From ‘bunny ear’ antennas to broadband, and from VHS to virtual reality, video entertainment is changing fast. A decade from now, what we watch—as well as how and where we watch it—could be dramatically different. Four McKinsey experts imagine the future.
Video entertainment will be immersive
Jonathan Dunn: There will be sensory experiences that change the way people experience or create a story that are going to feel very different from the theater experience of today.
Jacomo Corbo: Haptics and augmented reality are allowing people to experience the same things and occupy the same space. If there’s an explosion blast in the video, everyone feels the force of the explosion or even the wind on their face.

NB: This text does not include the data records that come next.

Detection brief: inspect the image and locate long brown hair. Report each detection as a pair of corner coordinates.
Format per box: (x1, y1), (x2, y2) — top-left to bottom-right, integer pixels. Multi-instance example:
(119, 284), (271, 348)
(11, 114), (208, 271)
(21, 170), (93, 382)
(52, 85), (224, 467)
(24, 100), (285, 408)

Kristi Tausk: In a horror film, right now you get scared by somebody jumping out on screen. But what if in the future, when you’re watching that movie, you can actually feel that person standing behind you? You’re in it; you’re in the movie with the actors and experiencing it with them more than we really do today.
Video entertainment will be gamified
Jonathan Dunn: It turns out that video games or interactive entertainment as a format seems to be the general direction of most storytelling.
Jacomo Corbo: I think we’re going to see more and more of a blurring of the lines between things that we watch and things that we play. You might even be able to intervene in a story in certain very specific ways.
Tom Svrcek: You could imagine going to a movie theater and having a game console, where there’s ten minutes up front of a piece of filmed entertainment but then it turns into a gaming experience. And it’s not just in that theater; it’s across 20 different connected theaters. And then you can continue that game with that community when you get home to your game console or episodically over the next several months.
Video entertainment will be personalized
Jacomo Corbo: Think of levels of difficulty within a game that are automatically personalized and calibrated to your patterns of play in ways that will drive engagement but ultimately will make the experience more compelling and persuasive to you.
Kristi Tausk: Every time I open a streaming platform or turn on my TV, it can read me: What mood am I in? What time of day is it? And what type of content would I like to watch at that moment?
Tom Svrcek: In 2030, you won’t have to weed through hundreds of thousands of pieces of content. An algorithm or AI is going to do the heavy lifting to the point where the five things that it’s recommending that you view are highly, highly resonant.
What companies should do today
Jacomo Corbo: Industry CEOs need to really think about where they are placing new bets. What are the entirely new gaming experiences that you want to be able to support? Really look to stitch together different technologies in order to be able to provide a very different gaming experience.
Kristi Tausk: To become successful, video entertainment companies need to think like a tech company. Data are going to be critical—and collecting that data is going to enable all of this future AI.
Tom Svrcek: AI will never write scripts. It will never produce its own movies. But I am a fan of understanding what audiences’ preferences are and using that to help fuel the creative process—which I believe will always, always be owned by humans.
Jonathan Dunn: Most of the storytellers that we’re talking about in the 2030 period will come from diverse geographic backgrounds, diverse economic backgrounds, diverse demographic backgrounds. The decision makers themselves must be diverse. You have to change the decision makers in your organization. Second, you have to believe that technology and analytics can help you identify the storytellers who the current system doesn’t identify. Third, you need to be comfortable—and even lead—with an accelerated pace of change. Those three things are what we tell leaders in the industry they have to do if they want to be part of what’s going to happen next.